Aujourd’hui, la ligne de défense de Bernard Bajolet consiste à admettre avoir autorisé une confrontation avec Alain Duménil, mais il réfute avoir autorisé tout recours à la menace. Pour son avocat, Mario-Pierre Stasi, “le fait qu'il ait donné son accord pour une entrevue ne veut pas dire pour autant qu’il y ait eu un ordre donné pour utiliser tel ou tel moyen. Il a pris connaissance des moyens utilisés après coup, avance l’avocat. Il affirme avoir simplement donné son accord pour une entrevue, afin que les avocats de monsieur Duménil et de la DGSE puissent de nouveau entrer en contact. Point final”. Une version que conteste William Bourdon, l’avocat d’Alain Duménil. “Monsieur Bajolet aurait demandé une espèce d'entrevue civile et courtoise, commente-t-il. Mais quand on est un homme qui a eu les responsabilités qu'il a eues, on se doute bien que l'entrevue ne va pas pouvoir se conduire avec un bouquet de fleurs.”

L’ex-patron de la DGSE, Bernard Bajolet, explique au juge d’instruction avoir validé l’entrevue à l’aéroport mais ne pas avoir eu le détail de sa mise en œuvre. (NICOLAS DEWIT / RADIO FRANCE)

Autre sujet problématique : lorsqu’il a été conduit devant les agents de la DGSE, ces derniers ont montré à Alain Duménil une série de photos, apparemment prises au cours de filatures, le montrant lui et sa famille dans un cadre privé. “Ils ont gaspillé l'argent de la République, s’étonne l’homme d’affaires, parce qu'il y avait des photos de ma fille en train de se baigner prises dans le Midi, une autre à Londres, et des photos de ma femme, sur le thème : ‘On va commencer par les attaquer, et quand tu les verras dans un mauvais état, tu comprendras que le prochain, c'est toi’.” Interrogé à ce sujet, Bernard Bajolet a admis que l’homme d’affaires faisait l’objet d’une surveillance depuis plusieurs années, compte tenu de la nature de ses activités. Mais là encore, son avocat précise : “Que monsieur Duménil ait trouvé désagréable le fait qu'on lui montre un album de photos, c'est une chose, mais qu'on en impute la responsabilité à monsieur Bajolet, c'en est une autre.”

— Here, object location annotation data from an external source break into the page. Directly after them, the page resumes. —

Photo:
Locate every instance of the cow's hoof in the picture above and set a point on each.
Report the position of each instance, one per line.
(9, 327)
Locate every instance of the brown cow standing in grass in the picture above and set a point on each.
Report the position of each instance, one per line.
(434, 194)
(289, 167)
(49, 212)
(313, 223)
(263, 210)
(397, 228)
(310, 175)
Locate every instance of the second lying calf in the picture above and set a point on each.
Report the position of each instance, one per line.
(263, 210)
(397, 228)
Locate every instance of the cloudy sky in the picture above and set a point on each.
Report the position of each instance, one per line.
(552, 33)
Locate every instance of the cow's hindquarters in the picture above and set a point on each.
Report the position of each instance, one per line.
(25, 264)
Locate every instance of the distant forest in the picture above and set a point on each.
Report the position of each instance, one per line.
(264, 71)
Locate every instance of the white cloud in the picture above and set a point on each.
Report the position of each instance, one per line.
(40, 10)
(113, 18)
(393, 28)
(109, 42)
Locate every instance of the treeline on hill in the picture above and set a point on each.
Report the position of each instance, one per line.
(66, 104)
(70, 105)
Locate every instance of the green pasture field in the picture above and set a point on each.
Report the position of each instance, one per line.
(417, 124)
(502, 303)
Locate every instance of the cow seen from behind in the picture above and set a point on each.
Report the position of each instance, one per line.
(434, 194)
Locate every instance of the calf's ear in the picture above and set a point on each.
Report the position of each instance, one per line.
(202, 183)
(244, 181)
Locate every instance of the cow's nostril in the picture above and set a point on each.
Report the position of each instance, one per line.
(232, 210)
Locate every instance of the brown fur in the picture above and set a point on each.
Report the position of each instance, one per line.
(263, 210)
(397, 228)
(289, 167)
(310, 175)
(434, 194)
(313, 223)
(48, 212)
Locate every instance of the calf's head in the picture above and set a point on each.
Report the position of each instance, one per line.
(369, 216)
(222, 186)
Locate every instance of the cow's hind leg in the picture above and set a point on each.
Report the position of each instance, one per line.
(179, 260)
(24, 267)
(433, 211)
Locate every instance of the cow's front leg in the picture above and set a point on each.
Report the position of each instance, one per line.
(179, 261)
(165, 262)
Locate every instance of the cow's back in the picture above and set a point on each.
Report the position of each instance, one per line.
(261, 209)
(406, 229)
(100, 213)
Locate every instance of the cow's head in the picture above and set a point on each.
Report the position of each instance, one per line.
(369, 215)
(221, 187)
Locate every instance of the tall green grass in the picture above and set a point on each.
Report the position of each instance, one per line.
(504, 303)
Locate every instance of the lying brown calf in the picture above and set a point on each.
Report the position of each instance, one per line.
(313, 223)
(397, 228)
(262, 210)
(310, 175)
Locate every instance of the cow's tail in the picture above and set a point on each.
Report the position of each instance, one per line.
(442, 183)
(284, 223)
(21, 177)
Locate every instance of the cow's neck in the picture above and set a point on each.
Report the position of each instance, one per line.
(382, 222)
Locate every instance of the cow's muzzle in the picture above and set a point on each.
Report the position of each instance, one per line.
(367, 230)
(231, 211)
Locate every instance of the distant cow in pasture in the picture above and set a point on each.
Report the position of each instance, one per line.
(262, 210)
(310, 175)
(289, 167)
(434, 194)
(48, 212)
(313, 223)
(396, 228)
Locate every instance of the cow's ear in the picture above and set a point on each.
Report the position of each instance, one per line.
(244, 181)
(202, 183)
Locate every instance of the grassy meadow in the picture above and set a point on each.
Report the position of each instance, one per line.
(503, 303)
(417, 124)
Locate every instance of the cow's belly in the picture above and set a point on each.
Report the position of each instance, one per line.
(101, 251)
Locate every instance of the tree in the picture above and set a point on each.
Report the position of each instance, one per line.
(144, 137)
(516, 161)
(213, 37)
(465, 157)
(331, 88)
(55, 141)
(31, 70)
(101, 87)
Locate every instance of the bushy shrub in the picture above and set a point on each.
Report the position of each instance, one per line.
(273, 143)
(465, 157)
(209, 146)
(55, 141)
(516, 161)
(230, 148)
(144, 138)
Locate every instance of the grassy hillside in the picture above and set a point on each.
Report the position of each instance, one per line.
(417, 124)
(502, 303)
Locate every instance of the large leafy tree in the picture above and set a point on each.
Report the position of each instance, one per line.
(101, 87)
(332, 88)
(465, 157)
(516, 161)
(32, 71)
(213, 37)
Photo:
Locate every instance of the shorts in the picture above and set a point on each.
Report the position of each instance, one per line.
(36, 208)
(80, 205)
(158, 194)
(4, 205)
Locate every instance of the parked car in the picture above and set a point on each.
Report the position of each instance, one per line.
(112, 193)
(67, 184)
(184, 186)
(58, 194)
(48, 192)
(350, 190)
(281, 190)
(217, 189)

Ces versions semblent donc désormais figées, les deux agents qui sont intervenus à Roissy faisant figure de boucs émissaires. Mais ce rôle leur porte d’autant moins préjudice que leur identité reste couverte par le secret-défense. C’est pourquoi, pour Bertrand Warusfel, un expert en droit du renseignement qui enseigne à Paris VIII, “la seule façon de connaître la vérité sur ce qui s’est passé, serait pour le ministre de la Défense de saisir la Commission nationale du secret de la défense afin qu’elle accepte de faire auditionner les deux agents par la juge d’Instruction”. Aujourd’hui, alors que l’instruction se poursuit, explique-t-il, “on se trouve devant une procédure un peu tronquée. Puisque les personnes qui ont été au cœur de cette affaire ne peuvent pas livrer leur version.”